Security researchers and cybersecurity experts recently discovered a weakness in Fiserv’s web platform, which may have exposed the personal and financial details of customers across hundreds of internet banking sites. The flaw involved a messaging platform used by Fiserv to send account alerts to customers of Fiserv-affiliated banks. These alerts can be set up to notify the customer of certain events, such as when a balance passes a threshold. Someone noticed that the alert was provided in the form of a link to a web page having a numeric event identifier in the web address, like 17835. They found that by changing the number they could access an alert for another customer. So, for example, by simply changing 17835 to 17836 and leaving the rest of the web address the same, the user could access an alert for another customer. This would show the user another customer’s email address, phone number, and the last four digits of the customer’s bank account number in addition to allowing the user to view and even edit alerts setup by the other customer. The user could even edit the email address or phone numbers where the other customer’s alerts would be sent. Fiserv has reportedly addressed this flaw by making the messages no longer sequential, replacing the event identifier number with a pseudo-random string of characters.

KrebsOnSecurity made this discovery public today. Data security breaches are key risk areas for businesses, and an effective breach management process can help minimize that risk.

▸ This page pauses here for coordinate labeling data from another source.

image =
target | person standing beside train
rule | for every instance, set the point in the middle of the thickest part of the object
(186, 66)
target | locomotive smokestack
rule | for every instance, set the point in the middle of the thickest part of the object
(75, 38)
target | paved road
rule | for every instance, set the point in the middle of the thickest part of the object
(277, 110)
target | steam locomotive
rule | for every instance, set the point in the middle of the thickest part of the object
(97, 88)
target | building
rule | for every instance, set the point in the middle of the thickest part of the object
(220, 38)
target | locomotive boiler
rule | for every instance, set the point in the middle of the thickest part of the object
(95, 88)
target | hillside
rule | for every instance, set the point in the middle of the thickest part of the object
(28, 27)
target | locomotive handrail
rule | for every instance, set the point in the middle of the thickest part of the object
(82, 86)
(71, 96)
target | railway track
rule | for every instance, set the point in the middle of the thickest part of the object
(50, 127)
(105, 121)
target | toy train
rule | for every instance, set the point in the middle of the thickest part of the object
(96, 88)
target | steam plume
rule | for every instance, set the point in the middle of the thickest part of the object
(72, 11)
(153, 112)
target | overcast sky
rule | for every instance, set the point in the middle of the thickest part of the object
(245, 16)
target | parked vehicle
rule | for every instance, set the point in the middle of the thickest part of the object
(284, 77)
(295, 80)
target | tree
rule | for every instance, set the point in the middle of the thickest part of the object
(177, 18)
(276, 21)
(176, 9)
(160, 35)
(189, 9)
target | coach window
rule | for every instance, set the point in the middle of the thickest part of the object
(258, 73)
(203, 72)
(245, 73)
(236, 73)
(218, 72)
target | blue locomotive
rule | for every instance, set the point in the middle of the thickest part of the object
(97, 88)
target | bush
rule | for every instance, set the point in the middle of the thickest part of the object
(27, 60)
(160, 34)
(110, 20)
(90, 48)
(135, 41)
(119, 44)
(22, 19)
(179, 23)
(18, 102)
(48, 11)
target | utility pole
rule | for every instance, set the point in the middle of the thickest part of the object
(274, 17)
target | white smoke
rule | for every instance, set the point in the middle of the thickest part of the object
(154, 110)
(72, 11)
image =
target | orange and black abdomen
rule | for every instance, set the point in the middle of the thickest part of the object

While there are still many unanswered questions, we anticipate many banks and financial services organizations who utilize the Fiserv platform may receive questions from customers, users, investors and, possibly, regulators. Organizations who may be at risk should consider engaging their Incident Response Team to review any abnormal log-ins and conduct an internal investigation. In addition, organizations should review their vendor services agreements (including those with Fiserv) to determine who is ultimately responsible for data security incidents.